この夏のFIFAワールドカップはスペインの初優勝で幕を閉じた。

大方の予想はオランダだったのに。

決勝までいくのに勝てないオランダ。

優勝していたらアムス市内はそこいら中、Proost!(乾杯)が響きわたったろうに。

 

そのアムスに僕たちは昨年の夏滞在していた。

文楽のオランダ公演で、制作サイドはパリで仕事を終えてからのアムス入り。

 

パリとは異質空間のアムス市内。

帰国するとき、もう少しここに居たいと思ったな。

 

滞在期間中、ホテルと公演会場の往復はほとんどバスでの移動。

それでも午前中の空いた時間に、何度か自転車を借りて、市内を走った。

いいですね、この町での自転車は。

 

車道と歩道、自転車道が分けられていて、とても走りやすい。

たまに、異邦人がその勝手を知らずに自転車道を歩いて、何度かベルを鳴らされたこともあったけど。

 

そう、この町は車より自転車が生かされている町です。

 

 

それから1年。

その時、通訳で世話になった濱野貴子女史より、本が送られてきた。

帰国の際空港で、本を書いてますから、出来上がったら連絡します!って言ってたっけ。

それが完成したんだ。

 

 

「自転車のまち オランダ・アムステルダムをゆく」

 

そうか、やっぱり自転車だったか。

 

ホテルに迎えに来たバスに僕たちが乗り込むと、彼女はバスに乗らなかったな。

どの国に行っても通訳さんは同情するのが普通。

「帰りは時間が見えないので、自転車で行きますので会場へ先にお入りください」

移動する車窓から、彼女がペダルを踏んでアムスの市内を疾走する爽やかな姿を目にした。

 

ほとんどの車道が一車線だから、飛ばす車も少ない市内。

自転車でも十分追いつける環境だからこそできる。

 

そう、オランダは自転車王国なのですよ。

 








オランダ。

チューリップ、チーズ、木靴…、

そういった有名なものがたくさんあり、文献でも、また映像でも紹介されている。

でも、自転車の町のことが書かれた本はお目にかかったことがない。

 

 

濱野さんの仕事ぶりはテキパキしていて、こちらの仕事がとてもやりやすかった。

業務的な通訳ならまだしも、文楽そのものの解説、

人形、大夫、三味線、いわゆる三業をオランダの人たちに伝えるのは難しい作業。

 

三味線の鶴澤燕三さんが文楽三味線を解説する時、

ふだん燕三さんは、「向こうから人が歩いていてくるシーンでは、、、」と女優さんを引き合いに出すことがある。
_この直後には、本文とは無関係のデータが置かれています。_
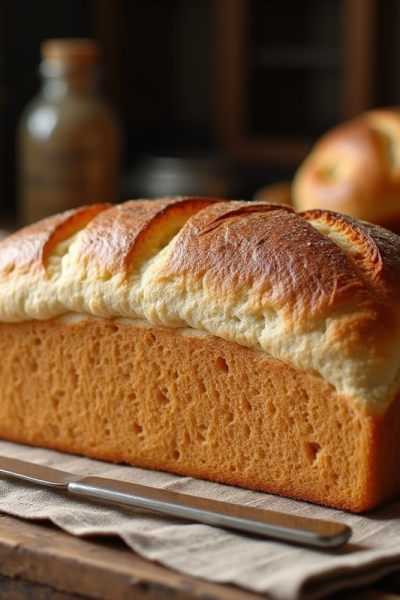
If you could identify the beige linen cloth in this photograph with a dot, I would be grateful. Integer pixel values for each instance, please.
(280, 570)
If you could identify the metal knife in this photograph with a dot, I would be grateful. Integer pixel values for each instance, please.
(264, 523)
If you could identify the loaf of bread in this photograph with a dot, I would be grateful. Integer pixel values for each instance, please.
(233, 341)
(355, 169)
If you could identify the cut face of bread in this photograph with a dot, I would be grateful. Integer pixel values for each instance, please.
(243, 342)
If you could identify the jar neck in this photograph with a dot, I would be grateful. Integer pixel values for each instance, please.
(59, 80)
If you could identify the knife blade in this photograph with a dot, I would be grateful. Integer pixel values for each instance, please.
(260, 522)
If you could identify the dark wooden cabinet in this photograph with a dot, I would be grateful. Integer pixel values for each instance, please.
(289, 70)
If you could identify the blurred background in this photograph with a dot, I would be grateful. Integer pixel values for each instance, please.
(230, 93)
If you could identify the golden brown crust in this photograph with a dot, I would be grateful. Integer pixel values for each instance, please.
(355, 169)
(269, 250)
(29, 248)
(116, 239)
(195, 405)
そこを彼女の提案でオランダの有名女優んしいて、会場から拍手をもらったときなど、そのタイミングといい、訳し方といい、

やはり6年も7年も住んでいるからこそできるもの、またそれ以上に真摯に取り組む姿勢があればこそ、と思う。

 

 

さて、この本は、そういった彼女がオランダを、自転車を通して見た写真付きのエッセイである。

その写真も、とてもきれいで、美術を志す、

またイラストも描ける技術を持ち合わせているせいか、写真の構成もいい。

かといってアートを意識し過ぎず、誰にでも楽しめる構成が実にいい。

 

 

オランダは長崎の出島で貿易を始めた、日本でも古い友好国。

歴史的な視点も書かれ、お店の紹介はミーハー的になりがちな文章が時に感情が抑えられクールに、

そして人間性の深い素直な視点でものを見る姿勢が、知的好奇心を刺激する。

 

文章も分かりやすく、仕事に関係なく、再びアムス市内で自転車を走らせたい思いが湧いてくる。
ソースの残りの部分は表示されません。